Considering that HIV-positive patients with Pcp have a decreased specific local antibody response, mucosal humoral immunity may play an important role in the clearance of P. carinii from the lung. Previous studies have shown that antibodies can have a protective role against P. carinii. A pneumonia developed in transgenic B-cell-deficient mice (21). Administration of hyperimmune serum to SCID mice resulted in effective immunity to P. carinii (31). Blumenfeld et al. demonstrated the presence of IgG as well as IgA on the surfaces of P. carinii cysts obtained from AIDS subjects (2). These antibodies may contribute to elimination of the microorganism and may play a role in local control of the infection. Antibodies may act as opsonins. In a previous study, Masur and Jones showed that antibodies to P. carinii were required for ingestion and intracellular killing of fungi by freshly isolated alveolar macrophages (23).

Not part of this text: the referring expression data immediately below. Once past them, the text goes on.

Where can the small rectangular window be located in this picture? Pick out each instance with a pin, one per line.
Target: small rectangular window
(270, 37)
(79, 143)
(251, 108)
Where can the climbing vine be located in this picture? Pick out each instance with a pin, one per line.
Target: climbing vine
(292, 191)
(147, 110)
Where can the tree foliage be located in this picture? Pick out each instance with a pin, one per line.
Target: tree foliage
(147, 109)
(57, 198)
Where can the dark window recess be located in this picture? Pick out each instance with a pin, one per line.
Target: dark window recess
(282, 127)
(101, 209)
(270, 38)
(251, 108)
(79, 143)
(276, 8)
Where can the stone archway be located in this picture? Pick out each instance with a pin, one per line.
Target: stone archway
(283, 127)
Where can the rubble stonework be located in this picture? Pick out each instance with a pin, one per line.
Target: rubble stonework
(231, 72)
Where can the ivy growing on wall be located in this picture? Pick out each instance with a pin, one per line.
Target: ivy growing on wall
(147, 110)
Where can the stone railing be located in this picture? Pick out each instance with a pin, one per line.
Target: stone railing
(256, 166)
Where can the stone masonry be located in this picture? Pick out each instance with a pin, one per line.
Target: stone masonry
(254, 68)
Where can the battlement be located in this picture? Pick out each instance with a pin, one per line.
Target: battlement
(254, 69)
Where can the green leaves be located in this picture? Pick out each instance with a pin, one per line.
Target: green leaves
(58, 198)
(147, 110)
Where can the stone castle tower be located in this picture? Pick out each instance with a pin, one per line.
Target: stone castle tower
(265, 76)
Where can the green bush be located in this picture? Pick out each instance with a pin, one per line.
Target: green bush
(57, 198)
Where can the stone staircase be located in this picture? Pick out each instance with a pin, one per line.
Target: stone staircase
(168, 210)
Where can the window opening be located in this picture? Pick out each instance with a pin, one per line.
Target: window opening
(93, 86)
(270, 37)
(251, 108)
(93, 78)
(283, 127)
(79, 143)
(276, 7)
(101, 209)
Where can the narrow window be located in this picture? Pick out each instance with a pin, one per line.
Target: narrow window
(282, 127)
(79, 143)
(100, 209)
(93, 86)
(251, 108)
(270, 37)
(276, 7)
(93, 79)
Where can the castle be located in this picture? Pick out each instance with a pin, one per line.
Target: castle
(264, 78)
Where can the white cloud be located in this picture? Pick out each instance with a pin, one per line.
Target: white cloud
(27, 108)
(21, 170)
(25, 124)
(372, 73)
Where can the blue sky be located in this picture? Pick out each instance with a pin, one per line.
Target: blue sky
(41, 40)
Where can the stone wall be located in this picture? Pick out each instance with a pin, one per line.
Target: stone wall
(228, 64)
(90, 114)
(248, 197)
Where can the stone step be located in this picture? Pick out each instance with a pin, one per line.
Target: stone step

On the other hand, immunoglobulins attached to the surfaces of P. carinii cysts, especially with anti-gp116, could also block attachment of the fungi to alveolar epithelial cells (2, 28).
In conclusion, this study demonstrates that local production of IgA and IgG to P. carinii was lower in HIV-positive patients than in controls and raises the possibility that the occurrence of Pcp in these patients was due not only to a decrease of CD4-cell number and to an alveolar macrophage defect but also to a decrease in local humoral immunity.
We thank F. Gigliotti for the monoclonal antibody, P. Rouk for human P. carinii, F. Duplat for excellent technical assistance, and M. Rehailia for statistical analysis.
This work was supported by a grant from Région Rhône-Alpes, France.